The first step is to add a max_bytes setting to our resources' context string. Just for demonstration purposes we will set the max_bytes to 500 bytes.
iadmin modresc context Resource1Resource "max_bytes=500"
iadmin modresc context Resource2Resource "max_bytes=500"
We will not enforce this max_bytes setting in our example as we are concerned with the monitoring aspects. Refer to the information in Composable Resources for information on how to get started with enforcing the max_bytes setting.

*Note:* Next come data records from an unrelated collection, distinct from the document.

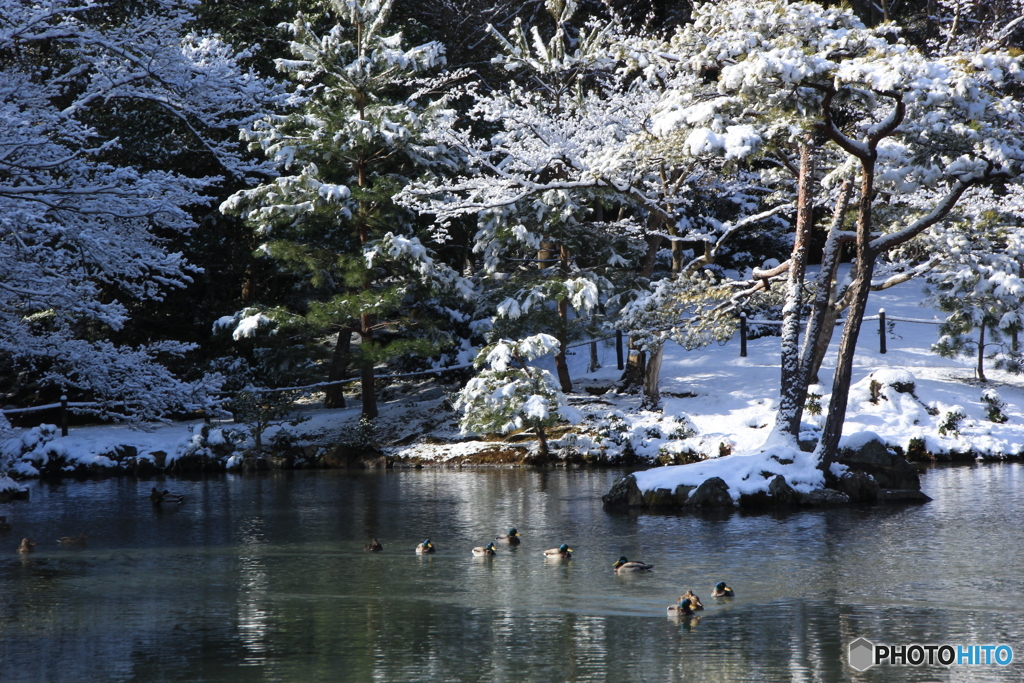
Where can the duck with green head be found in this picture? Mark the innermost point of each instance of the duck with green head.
(694, 600)
(562, 552)
(623, 564)
(722, 591)
(512, 538)
(682, 608)
(73, 540)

Next we need to update our configuration to create a service to monitor
the bytes. Update /etc/nagios3/irods/irods.cfg
and append the
following to the bottom of this file:
define command {
command_name check-resource-use
command_line /usr/lib/nagios/plugins/check_resource_use.sh $HOSTALIAS$ $ARG1$ $ARG2$
}
define service {
use generic-service
hostgroups irods-resource-servers
service_description check-resource-use
check_command check-resource-use!90.0!95.0
check_interval 1
}
We have added a new command called check-resource-use. This command will
execute the check_resource_use.sh
script (not yet defined) and send
the host alias as the first argument. We have already set the host alias
to the resource name for the resource on that host. The next two
arguments are warning and critical thresholds as percentages of the
max_bytes setting.
We then defined a service that will execute this command. The service runs against all servers in the irods-resource-server group, executes the check-resource-use command. We have hardcoded the warning level to 90.0% and critical level to 95.0%
Notes:
In this example we have a single resource for each server. If you had multiple resources you could create a separate host for each resource with an alias that matches the resource name, create a hostgroup for all of the resources, and add this new hostgroup to the check-resource-use service.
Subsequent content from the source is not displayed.